My job as wolf interpreter ended in September, the traditional time when park visitation dropped off. I had been invited to go on a speaking tour of Ireland and England that fall, and I left the park to talk about wolves and the Yellowstone reintroduction in Belfast, London, and several other cities. One of my lectures was to the Royal Zoological Society. I also was interviewed several times by BBC radio stations. The wolf reintroduction program was capturing international attention.

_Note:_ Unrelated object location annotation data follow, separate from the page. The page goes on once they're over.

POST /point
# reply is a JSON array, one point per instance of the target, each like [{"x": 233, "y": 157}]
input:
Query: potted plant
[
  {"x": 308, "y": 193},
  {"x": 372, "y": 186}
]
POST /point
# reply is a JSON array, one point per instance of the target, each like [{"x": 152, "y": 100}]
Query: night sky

That fall I thought a lot about the summer I had spent in Yellowstone. A comment made by Henry David Thoreau, who grew up just a few miles from where I did in Massachusetts, came to mind. He was born in 1817, much too late to see wolves as he walked through the woods of New England. In an 1856 journal entry, he expressed his sadness over the extermination of wolves and other native animals in his area. He felt he lived in a tamed and emasculated country. Thoreau spoke of the sounds and notes of the natural world no longer in his woods and mourned that he had to live in an incomplete land. He went on to say, “I listen to a concert in which so many parts are missing.” The most prominent of those missing sounds was the howling of wolves. Yellowstone in 1994 was in the same state as Thoreau’s native land of Massachusetts. There was an unnatural silence in the park, a silence uninterrupted by the sound of wolves. But that silence was about to be broken. Wolves were coming back.